Delays in death registrations

More than a quarter of a million people die in NHS hospitals every year. In England, a death must be reported to the municipality within five days. Although a doctor often records the cause of death, more complex cases may be referred to a coroner.

In such cases, the registration of a death cannot be completed until the coroner has completed his or her investigation, but experts warned that delays were piling up as ‘overcautious’ doctors referred more cases – often unnecessarily – to coroners.

A post-mortem examination should be carried out as soon as possible, with the NHS stating that this should usually be completed within two to three days.

But delays have led to bodies being held longer in hospitals, with many hospitals citing a lack of storage space as a reason why bodies were not transferred to a freezer.

The National Association of Funeral Directors had previously told The Telegraph that the “death care sector” was crumbling due to the “snowball effect of delays”.

According to the report, the causes include a shortage of pathologists, an increase in referrals from GPs to coroners, delays in the coronary system and plans to deploy medical examiners, exacerbating ‘bottlenecks’ in a system that is still is still reeling from the pandemic.

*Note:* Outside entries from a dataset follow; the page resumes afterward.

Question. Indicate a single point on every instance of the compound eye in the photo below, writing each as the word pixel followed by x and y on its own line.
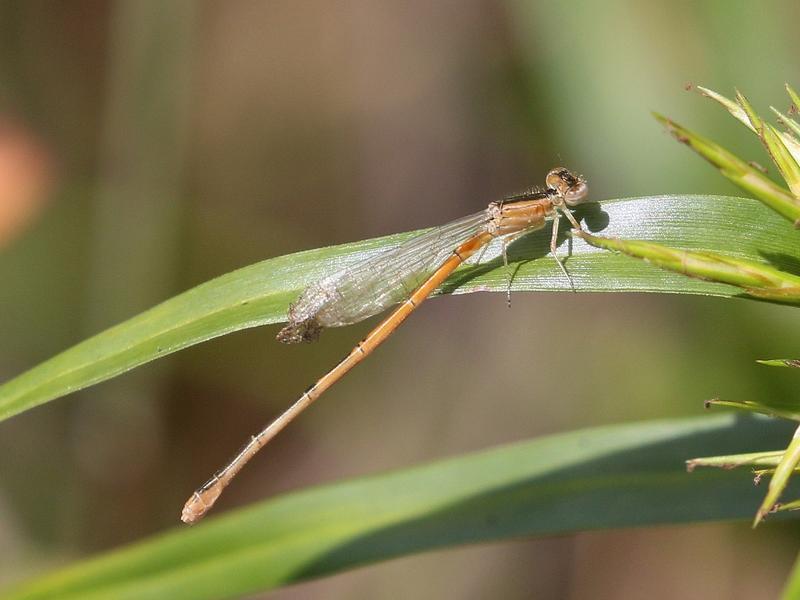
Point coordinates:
pixel 557 179
pixel 576 193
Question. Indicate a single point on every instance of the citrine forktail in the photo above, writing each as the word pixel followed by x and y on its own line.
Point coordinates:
pixel 409 274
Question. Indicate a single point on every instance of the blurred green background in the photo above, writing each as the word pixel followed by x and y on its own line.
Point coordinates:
pixel 146 147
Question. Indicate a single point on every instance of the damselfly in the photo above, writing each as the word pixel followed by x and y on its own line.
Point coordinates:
pixel 408 273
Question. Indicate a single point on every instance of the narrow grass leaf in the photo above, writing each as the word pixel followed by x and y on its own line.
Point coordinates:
pixel 604 477
pixel 738 171
pixel 260 294
pixel 755 278
pixel 781 362
pixel 780 479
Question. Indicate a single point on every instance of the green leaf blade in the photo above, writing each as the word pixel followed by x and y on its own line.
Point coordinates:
pixel 604 477
pixel 260 294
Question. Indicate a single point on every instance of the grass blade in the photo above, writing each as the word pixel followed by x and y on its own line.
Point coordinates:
pixel 622 475
pixel 738 171
pixel 260 294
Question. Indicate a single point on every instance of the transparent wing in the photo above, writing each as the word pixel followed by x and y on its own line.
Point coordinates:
pixel 355 293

‘Make sure this doesn’t happen again’

An HTA spokesperson said the concerns came to light during the organisation’s on-site inspection process.

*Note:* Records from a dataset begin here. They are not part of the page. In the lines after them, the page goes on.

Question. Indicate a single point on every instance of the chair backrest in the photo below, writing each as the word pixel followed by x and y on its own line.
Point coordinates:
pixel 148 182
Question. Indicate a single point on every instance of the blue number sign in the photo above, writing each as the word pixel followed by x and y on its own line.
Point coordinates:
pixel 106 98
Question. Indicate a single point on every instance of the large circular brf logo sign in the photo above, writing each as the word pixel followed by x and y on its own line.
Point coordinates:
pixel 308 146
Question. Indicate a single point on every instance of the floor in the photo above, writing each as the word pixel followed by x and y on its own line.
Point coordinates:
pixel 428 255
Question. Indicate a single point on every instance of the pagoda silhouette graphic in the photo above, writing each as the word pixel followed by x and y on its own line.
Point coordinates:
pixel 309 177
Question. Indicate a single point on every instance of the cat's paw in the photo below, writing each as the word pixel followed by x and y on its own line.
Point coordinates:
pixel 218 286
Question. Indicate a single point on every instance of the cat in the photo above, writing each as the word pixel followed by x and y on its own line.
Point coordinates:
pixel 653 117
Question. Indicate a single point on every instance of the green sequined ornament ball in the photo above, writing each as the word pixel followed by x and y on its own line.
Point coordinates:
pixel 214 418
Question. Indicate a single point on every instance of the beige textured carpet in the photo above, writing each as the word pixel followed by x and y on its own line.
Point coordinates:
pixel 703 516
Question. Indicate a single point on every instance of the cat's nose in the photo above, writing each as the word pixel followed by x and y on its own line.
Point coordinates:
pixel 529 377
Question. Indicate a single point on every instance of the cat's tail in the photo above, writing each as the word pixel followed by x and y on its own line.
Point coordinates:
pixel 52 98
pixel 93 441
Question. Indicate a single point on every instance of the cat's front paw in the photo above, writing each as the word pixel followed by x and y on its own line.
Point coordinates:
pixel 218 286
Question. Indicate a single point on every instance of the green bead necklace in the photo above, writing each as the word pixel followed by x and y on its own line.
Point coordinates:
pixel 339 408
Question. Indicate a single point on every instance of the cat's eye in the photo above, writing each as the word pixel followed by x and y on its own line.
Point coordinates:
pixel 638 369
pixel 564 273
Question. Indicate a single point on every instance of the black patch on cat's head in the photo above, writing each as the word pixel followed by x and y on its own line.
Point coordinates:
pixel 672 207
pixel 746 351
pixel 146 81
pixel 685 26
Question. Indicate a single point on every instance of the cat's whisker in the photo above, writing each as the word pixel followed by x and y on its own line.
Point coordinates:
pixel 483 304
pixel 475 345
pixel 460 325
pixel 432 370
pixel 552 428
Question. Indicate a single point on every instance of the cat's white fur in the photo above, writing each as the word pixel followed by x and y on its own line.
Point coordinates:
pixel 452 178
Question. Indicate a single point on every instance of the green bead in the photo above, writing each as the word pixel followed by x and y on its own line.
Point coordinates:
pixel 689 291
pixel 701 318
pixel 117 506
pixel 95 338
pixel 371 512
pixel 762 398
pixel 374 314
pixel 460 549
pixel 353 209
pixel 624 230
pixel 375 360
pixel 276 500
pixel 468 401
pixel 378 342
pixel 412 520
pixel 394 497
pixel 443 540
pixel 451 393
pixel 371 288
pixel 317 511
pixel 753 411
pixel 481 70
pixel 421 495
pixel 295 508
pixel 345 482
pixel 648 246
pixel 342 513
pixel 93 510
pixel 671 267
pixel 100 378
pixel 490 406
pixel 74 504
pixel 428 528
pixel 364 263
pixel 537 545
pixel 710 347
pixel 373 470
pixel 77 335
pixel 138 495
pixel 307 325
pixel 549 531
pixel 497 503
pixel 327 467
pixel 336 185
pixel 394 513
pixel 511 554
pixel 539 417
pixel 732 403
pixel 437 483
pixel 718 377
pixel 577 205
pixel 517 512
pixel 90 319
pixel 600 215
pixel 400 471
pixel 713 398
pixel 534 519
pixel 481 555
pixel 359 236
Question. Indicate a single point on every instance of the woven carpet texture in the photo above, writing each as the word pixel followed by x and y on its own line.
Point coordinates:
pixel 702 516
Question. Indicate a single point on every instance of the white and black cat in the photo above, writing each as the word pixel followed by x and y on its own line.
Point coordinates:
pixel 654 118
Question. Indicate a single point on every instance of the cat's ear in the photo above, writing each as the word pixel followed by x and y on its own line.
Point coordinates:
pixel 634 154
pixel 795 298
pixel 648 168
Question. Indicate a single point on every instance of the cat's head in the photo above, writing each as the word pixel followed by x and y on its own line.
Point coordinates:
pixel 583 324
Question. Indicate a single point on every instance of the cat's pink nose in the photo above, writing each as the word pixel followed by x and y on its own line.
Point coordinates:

“The deceased should be stored at temperatures that maintain their condition and adequate storage facilities and alternatives should be available if necessary,” he said. “We expect all recognized institutions to adhere to our standards and ensure that the dignity of the deceased is preserved.

“Where we identify shortcomings, we work with the institutions to ensure that an action plan for improvement is put in place, lessons are learned and the matter is escalated within the institution where necessary.”

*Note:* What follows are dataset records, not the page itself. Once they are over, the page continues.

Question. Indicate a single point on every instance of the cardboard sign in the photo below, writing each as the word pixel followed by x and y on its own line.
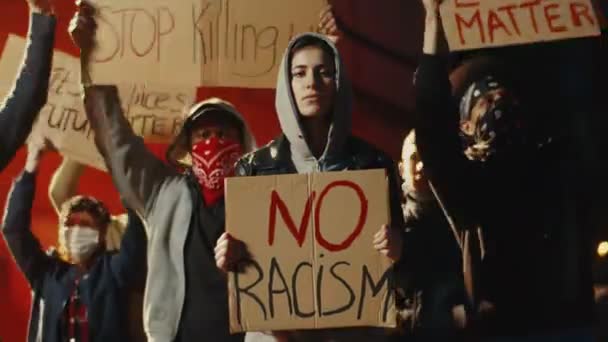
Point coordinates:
pixel 473 24
pixel 232 43
pixel 313 264
pixel 155 112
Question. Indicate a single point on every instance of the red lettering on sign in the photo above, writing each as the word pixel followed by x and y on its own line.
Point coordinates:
pixel 358 228
pixel 461 4
pixel 530 6
pixel 299 233
pixel 552 17
pixel 578 9
pixel 494 23
pixel 509 9
pixel 476 19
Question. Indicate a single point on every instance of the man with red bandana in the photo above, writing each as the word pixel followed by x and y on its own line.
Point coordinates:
pixel 186 294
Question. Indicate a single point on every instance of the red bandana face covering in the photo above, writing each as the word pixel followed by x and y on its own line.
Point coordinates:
pixel 212 161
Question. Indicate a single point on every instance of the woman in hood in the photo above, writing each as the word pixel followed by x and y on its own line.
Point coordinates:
pixel 313 102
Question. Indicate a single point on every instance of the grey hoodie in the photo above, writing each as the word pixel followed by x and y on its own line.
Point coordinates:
pixel 159 195
pixel 333 157
pixel 289 117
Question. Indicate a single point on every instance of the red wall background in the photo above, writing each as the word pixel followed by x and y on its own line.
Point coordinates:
pixel 380 47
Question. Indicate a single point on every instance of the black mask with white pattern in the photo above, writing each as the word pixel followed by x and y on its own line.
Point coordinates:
pixel 498 129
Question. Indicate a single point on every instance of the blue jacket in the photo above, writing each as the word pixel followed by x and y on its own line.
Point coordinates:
pixel 29 94
pixel 104 290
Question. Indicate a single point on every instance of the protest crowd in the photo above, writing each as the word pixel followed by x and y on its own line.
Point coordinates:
pixel 488 225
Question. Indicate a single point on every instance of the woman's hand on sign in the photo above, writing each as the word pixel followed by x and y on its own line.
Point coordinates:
pixel 229 252
pixel 41 6
pixel 388 242
pixel 83 26
pixel 434 36
pixel 329 26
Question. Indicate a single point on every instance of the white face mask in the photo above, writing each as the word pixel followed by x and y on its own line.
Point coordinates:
pixel 79 242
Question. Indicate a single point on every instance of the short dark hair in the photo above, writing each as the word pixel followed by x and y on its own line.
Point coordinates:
pixel 308 41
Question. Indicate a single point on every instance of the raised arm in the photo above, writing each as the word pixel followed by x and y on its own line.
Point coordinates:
pixel 64 184
pixel 437 125
pixel 137 173
pixel 16 225
pixel 29 93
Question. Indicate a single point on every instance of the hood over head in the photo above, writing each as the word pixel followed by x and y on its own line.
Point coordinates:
pixel 289 116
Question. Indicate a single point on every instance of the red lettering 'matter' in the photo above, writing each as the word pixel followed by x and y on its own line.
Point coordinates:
pixel 464 3
pixel 530 6
pixel 579 10
pixel 552 17
pixel 461 23
pixel 495 23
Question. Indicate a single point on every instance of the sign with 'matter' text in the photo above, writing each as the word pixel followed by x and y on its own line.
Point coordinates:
pixel 474 24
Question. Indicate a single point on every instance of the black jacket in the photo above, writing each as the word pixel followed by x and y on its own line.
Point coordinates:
pixel 30 92
pixel 275 159
pixel 532 207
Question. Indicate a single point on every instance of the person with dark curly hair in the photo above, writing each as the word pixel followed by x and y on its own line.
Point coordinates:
pixel 79 289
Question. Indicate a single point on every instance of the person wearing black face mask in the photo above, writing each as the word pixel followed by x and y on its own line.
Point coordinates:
pixel 521 217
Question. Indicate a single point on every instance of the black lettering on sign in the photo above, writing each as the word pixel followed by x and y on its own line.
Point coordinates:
pixel 351 293
pixel 134 32
pixel 294 282
pixel 376 288
pixel 275 269
pixel 246 291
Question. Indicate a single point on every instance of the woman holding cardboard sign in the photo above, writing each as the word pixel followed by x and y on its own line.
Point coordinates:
pixel 313 101
pixel 29 93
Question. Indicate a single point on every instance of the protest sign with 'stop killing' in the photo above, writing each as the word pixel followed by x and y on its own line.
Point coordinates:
pixel 474 24
pixel 155 112
pixel 312 262
pixel 233 43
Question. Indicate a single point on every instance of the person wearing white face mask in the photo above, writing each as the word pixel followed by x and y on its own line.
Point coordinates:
pixel 79 290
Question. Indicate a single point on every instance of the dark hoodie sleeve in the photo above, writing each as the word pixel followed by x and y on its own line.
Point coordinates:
pixel 437 125
pixel 24 246
pixel 130 261
pixel 29 94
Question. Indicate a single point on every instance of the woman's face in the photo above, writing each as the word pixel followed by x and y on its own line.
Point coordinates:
pixel 313 81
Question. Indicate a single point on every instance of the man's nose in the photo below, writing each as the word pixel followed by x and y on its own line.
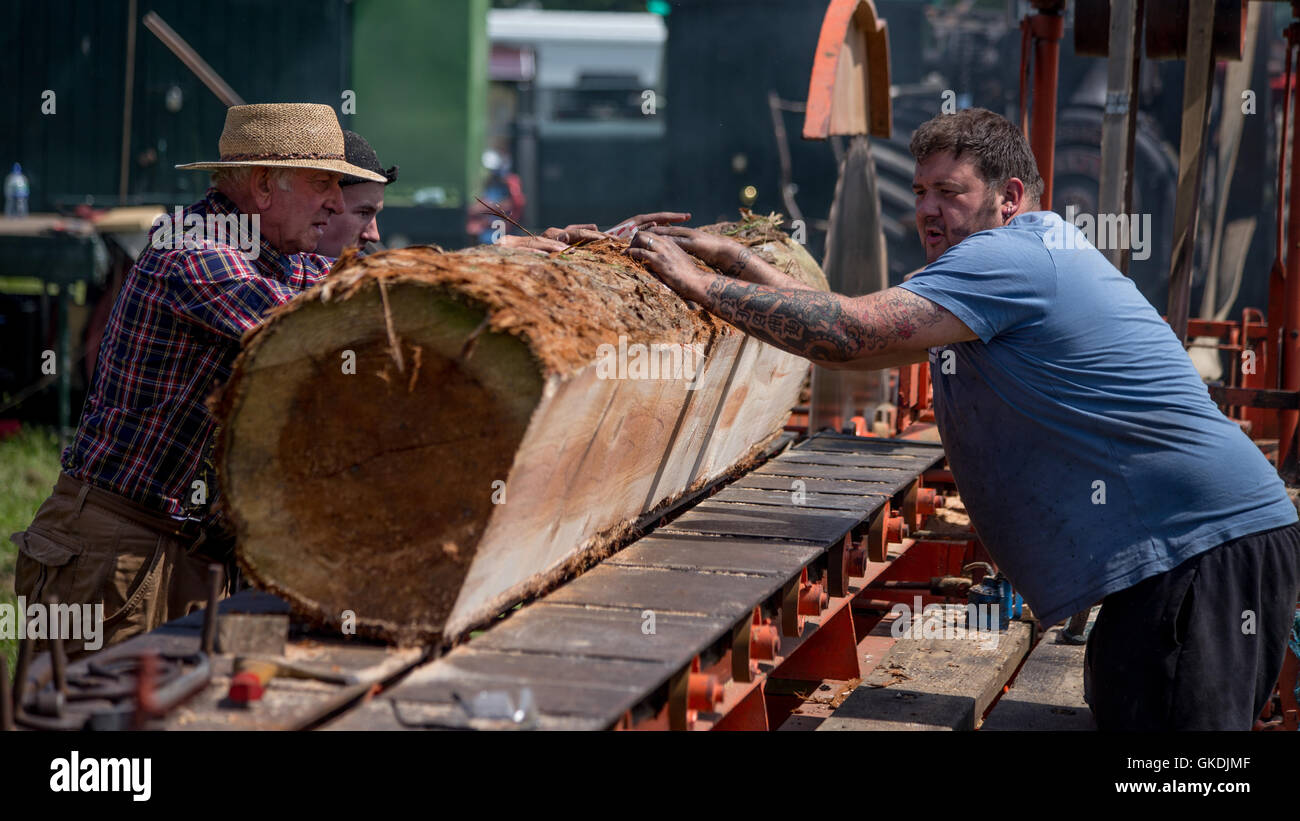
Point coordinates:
pixel 927 205
pixel 334 202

Many of the hospitals involved indicate that they have improved their processes since the inspection’s findings.

Dr. Magnus Harrison, the chief medical officer at Leeds Teaching Hospitals NHS Trust, said: “Our aim is to provide a safe and dignified service in our mortuaries for people who have died, and unfortunately this was not the case in this case.

“We have now implemented improved systems including better communication with our coroner and respective partners to ensure this does not happen again.”

‘Treated with compassion and dignity’

A spokesperson for King’s College Hospital NHS Foundation Trust said this has “significantly increased the size of our mortuary provision”.

A spokesperson for Oxford University Hospital said: “We are committed to ensuring that our patients are always treated with compassion and dignity, even after death. Some deterioration of the deceased is expected under refrigerated storage, even for short periods, and would not normally meet the criteria for notification under the duty of disclosure.”

He explained that it is ‘common practice to transfer deceased persons to a cold storage facility if they are to be stored for more than 30 days, although this will depend on the condition of the deceased, the location and availability of suitable freezing space, and the likely time of transfer . for funeral directors, for whom receiving the deceased in a frozen state poses additional challenges and can delay a funeral.”

The spokesperson added: “The freezing itself affects the appearance of a body and is therefore usually avoided if the deceased is likely to move into the care of a funeral director in the very near future.

“The Oxford University Hospitals Mortuary has recently been refurbished and expanded to increase capacity in the context of increasing regional and national demand for mortuary facilities.”